If the presumptive amount is deemed unjust or inappropriate by the court or there is income over $500,000, the following "factors" come into effect:

                                      (i) the length of the marriage;
                                      (ii) the substantial differences in the incomes of the parties;
                                      (iii) the standard of living of the parties established during the marriage;
                                      (iv) the age and health of the parties;
                                      (v) the present and future earning capacity of the parties;
                                     (vi) the need of one party to incur education or training expenses;
                                    (vii) the wasteful dissipation of marital property;
                                    (viii) the transfer or encumbrance made in contemplation of a matrimonial action without fair consideration;
                                     (ix) the existence and duration of a pre-marital joint household or a pre-divorce separate household;
                                     (x) acts by one party against another that have inhibited or continue to inhibit a party's earning capacity or ability to obtain meaningful employment. Such acts include but are not limited to acts of domestic violence as provided in section four hundred fifty-nine-a of the social services law;
                                    (xi) the availability and cost of medical insurance for the parties;
                                    (xii) the care of the children or stepchildren, disabled adult children or stepchildren, elderly parents or in-laws that has inhibited or continues to inhibit a party's earning capacity or ability to obtain meaningful employment;
                                   (xiii) the inability of one party to obtain meaningful employment due to age or absence from the workforce;
                                   (xiv) the need to pay for exceptional additional expenses for the child or children, including, but not limited to, schooling, day care and medical treatment;
                                   (xv) the tax consequences to each party;
                                   (xvi) marital property subject to distribution pursuant to subdivision five of this part;
                                  (xvii) the reduced or lost earning capacity of the party seeking temporary maintenance as a result of having foregone or delayed education, training, employment or career opportunities during the marriage;
                                (xviii) the contributions and services of the party seeking temporary maintenance as a spouse, parent, wage earner and homemaker and to the career or career potential of the other party; and
                                 (xix) any other factor which the court shall expressly find to be just and proper.

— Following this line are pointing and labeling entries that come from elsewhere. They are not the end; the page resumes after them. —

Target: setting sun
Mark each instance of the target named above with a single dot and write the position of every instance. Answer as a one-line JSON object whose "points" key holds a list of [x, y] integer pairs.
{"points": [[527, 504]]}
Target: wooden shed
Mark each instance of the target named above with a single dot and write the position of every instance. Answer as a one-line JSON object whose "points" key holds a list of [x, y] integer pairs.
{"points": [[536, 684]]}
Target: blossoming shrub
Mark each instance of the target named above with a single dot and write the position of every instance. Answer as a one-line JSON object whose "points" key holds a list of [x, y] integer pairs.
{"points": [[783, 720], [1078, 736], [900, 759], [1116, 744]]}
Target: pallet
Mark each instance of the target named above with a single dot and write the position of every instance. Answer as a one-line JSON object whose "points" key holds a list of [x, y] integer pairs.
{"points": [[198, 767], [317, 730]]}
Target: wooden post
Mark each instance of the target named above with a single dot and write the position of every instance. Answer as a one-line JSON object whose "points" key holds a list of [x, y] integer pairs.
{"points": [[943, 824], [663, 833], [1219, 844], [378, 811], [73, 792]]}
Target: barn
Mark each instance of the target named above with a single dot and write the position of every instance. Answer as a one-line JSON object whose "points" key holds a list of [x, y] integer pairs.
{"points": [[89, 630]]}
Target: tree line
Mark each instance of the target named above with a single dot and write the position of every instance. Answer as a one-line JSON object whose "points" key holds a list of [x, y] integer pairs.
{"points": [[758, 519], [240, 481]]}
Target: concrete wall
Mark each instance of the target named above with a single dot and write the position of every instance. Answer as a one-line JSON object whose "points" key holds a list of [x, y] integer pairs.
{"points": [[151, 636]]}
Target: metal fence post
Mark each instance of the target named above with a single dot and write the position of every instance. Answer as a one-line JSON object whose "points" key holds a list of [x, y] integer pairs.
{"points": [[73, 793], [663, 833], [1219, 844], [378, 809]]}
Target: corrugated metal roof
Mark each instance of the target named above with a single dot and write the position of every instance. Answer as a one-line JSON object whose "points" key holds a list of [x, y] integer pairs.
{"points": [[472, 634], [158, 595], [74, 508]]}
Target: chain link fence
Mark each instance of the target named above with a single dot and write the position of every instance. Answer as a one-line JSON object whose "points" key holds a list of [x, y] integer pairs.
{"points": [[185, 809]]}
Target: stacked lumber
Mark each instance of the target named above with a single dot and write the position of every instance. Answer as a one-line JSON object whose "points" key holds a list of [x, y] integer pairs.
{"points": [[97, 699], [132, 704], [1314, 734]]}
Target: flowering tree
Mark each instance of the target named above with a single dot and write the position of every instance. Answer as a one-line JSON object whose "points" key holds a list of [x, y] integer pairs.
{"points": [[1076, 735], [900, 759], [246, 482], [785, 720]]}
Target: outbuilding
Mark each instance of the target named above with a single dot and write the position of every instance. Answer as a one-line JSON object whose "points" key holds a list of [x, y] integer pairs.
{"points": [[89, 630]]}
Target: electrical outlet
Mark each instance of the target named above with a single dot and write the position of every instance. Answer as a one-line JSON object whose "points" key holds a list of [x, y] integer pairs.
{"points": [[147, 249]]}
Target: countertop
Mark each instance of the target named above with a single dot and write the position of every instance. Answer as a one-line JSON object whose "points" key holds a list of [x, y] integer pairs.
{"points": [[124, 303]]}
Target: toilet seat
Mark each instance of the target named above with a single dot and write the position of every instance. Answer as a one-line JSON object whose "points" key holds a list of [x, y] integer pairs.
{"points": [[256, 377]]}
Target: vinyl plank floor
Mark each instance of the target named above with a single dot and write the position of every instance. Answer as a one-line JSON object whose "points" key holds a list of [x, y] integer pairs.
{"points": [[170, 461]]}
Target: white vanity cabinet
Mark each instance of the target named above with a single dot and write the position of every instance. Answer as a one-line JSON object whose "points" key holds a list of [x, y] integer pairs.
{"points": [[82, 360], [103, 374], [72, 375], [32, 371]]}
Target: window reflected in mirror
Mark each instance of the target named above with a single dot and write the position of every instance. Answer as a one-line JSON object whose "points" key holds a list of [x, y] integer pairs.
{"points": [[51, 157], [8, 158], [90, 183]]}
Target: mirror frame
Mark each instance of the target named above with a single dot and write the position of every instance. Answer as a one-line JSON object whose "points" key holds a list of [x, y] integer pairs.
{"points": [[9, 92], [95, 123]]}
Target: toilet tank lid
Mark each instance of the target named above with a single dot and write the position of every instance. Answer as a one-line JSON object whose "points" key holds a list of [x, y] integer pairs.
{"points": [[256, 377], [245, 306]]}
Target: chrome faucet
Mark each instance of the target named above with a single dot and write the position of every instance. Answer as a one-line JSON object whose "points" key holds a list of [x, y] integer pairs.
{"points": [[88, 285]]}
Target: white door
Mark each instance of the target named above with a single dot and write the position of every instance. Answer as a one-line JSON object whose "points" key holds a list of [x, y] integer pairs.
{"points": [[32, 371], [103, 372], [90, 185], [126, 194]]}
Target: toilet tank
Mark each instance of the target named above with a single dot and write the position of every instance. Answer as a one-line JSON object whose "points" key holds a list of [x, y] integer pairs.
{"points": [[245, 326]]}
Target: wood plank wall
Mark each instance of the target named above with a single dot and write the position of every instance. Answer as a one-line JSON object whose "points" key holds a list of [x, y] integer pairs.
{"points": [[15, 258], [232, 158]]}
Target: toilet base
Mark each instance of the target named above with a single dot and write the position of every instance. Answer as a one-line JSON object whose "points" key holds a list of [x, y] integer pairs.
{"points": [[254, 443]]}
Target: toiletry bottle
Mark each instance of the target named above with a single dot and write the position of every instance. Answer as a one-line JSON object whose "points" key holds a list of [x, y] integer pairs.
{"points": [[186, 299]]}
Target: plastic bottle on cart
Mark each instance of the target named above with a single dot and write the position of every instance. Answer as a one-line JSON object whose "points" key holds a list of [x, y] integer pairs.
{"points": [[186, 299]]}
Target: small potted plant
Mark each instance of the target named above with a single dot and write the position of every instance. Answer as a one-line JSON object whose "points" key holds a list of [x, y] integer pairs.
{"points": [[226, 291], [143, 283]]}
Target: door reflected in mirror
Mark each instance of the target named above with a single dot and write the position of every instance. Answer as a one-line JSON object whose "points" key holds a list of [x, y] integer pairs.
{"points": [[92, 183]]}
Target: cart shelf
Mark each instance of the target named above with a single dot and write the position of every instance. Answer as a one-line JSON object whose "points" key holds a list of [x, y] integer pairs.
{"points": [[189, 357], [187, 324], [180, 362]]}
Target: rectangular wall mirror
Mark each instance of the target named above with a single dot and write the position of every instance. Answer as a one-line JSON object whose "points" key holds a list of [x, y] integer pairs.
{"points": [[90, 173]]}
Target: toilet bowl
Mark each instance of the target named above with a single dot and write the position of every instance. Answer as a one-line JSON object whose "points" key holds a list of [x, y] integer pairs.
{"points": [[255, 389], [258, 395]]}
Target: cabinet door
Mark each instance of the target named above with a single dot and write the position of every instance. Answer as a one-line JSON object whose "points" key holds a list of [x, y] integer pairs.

There is so much more to this, that, to the lay person (and to many lawyers and judges), their head may explode. I will not further bore you with more detail (too late, I know) except to say that this is not good. While the recipient of an interim award (particularly where the payor is a W-2 wage earner) will no doubt benefit from this new law, it does not factor in child support issues or payment of household expenses. Is the recipient supposed to pay for everything in the house from this money? Is the payor supposed to stop paying those bills? What about all the double counting of housing, child care, and medical insurance between this law and the child support law. How did the Legislature manage to give some bizarre consideration to premarital arrangements and adults, including in-laws? How did they factor in marital property when this is an interim provision and marital property has not yet been determined? Etcetera, etcetera, etcetera. I could go on...

We will not be able to figure this all out for at least a year or two when the appellate courts start hearing all of the appeals that will come from this. Of course, the Legislature could go back to the drawing board before that...or not. The bottom line is, this must be corrected quickly and before the deluge of motions, bad decisions and appeals. Unfortunately, I don't think this will be the case and it will be left to courts and lawyers to fix the unfixable. Is there a Tea Party in sight, or just more Mad Hatters?